Hoofdstuk 1: Schaarste en Ruil
________________________________________________________________________________
❏ Vervoer speelt een belangrijke rol in de economie, 5 dingen die moeten
gebeuren voordat we ons kunnen verplaatsen
❏ Aanleg infrastructuur
❏ Productie vervoermiddelen
❏ Productie brandstoffen als energiebron voor de vervoermiddelen
❏ Productie van ruwe grondstoffen
❏ Productie aanvullende goederen en diensten
❏ Behoeftes verschillen van persoon tot persoon, hierbij gaat het niet om de
eerste levensbehoeften zoals voedsel en onderdak.
❏ De behoeftes van een persoon zijn afhankelijk van de cultuur, de
persoon en de toekomst
❏ Om behoeftes te voorzien zijn middelen nodig, deze zijn beperkt maar de
behoeftes zijn oneindig. De spanning hiertussen is schaarste
❏ Absolute schaarste is als er een echt tekort is, de spanningen zijn in
relatieve zin.

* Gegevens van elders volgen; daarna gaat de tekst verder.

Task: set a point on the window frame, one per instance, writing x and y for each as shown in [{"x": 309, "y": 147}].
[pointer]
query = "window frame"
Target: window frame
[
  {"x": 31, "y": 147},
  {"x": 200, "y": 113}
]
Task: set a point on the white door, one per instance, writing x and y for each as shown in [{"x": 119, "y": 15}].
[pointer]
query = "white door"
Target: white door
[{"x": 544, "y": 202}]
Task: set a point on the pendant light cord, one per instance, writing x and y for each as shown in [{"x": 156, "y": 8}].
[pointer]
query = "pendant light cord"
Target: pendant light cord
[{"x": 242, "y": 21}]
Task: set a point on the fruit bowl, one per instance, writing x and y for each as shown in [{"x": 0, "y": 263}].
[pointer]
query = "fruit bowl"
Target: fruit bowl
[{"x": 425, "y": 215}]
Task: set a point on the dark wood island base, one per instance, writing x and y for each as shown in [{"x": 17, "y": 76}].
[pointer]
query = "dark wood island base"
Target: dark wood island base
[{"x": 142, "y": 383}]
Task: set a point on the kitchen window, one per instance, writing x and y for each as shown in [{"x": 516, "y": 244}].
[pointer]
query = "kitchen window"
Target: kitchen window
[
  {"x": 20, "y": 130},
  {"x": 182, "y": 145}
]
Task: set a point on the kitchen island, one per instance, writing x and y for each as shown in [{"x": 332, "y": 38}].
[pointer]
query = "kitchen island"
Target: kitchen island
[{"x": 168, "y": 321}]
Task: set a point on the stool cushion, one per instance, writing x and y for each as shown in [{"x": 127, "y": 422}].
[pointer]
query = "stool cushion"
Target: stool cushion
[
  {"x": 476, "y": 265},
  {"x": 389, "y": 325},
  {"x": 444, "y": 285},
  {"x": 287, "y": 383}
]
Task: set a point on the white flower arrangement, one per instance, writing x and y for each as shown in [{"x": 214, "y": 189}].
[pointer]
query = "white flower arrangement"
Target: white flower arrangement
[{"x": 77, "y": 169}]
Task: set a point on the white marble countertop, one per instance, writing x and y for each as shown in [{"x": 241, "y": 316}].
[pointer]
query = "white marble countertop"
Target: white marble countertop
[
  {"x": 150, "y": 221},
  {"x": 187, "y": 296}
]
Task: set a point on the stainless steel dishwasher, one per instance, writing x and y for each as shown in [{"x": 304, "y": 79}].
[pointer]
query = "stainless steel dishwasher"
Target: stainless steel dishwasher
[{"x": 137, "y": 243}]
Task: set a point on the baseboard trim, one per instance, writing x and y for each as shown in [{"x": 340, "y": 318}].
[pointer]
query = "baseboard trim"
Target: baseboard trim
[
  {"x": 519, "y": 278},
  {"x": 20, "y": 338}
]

Mensen proberen dit te verminderen door het produceren
van goederen en diensten.
❏ Als er voor een product niks opgeoffert word noemen we het vrije goederen.
❏ Welvaart is de mate waarin we in onze behoefte kunnen voorzien met schaarse
middelen. 3 soorten:
❏ Welvaart in enge zin koopkracht
❏ Welvaart in ruime zin → andere schaarse middelen zoals goed milieu
❏ Welzijn → ook niet schaarse behoeftes zoals geluk en liefde
❏ De middelen waarover mensen beschikken kunnen op verschillende manieren
worden ingezet → alternatief aanwendbaar.
❏ Door arbeid te verdelen ipv dat iedereen zijn eigen behoeften verzorgd wordt
het arbeidsproces efficiënter. Deze verdeling is de arbeidsdeling waarbij
mensen zich in een bepaald vak specialiseren.
❏ Hierdoor neemt de arbeidsproductiviteit toe.
❏ Bij directe ruil/ruil in natura zijn de transactiekosten hoog. Het kost bijv. veel
tijd om iemand te zoeken ie precies heeft wat jij nodig hebt en andersom.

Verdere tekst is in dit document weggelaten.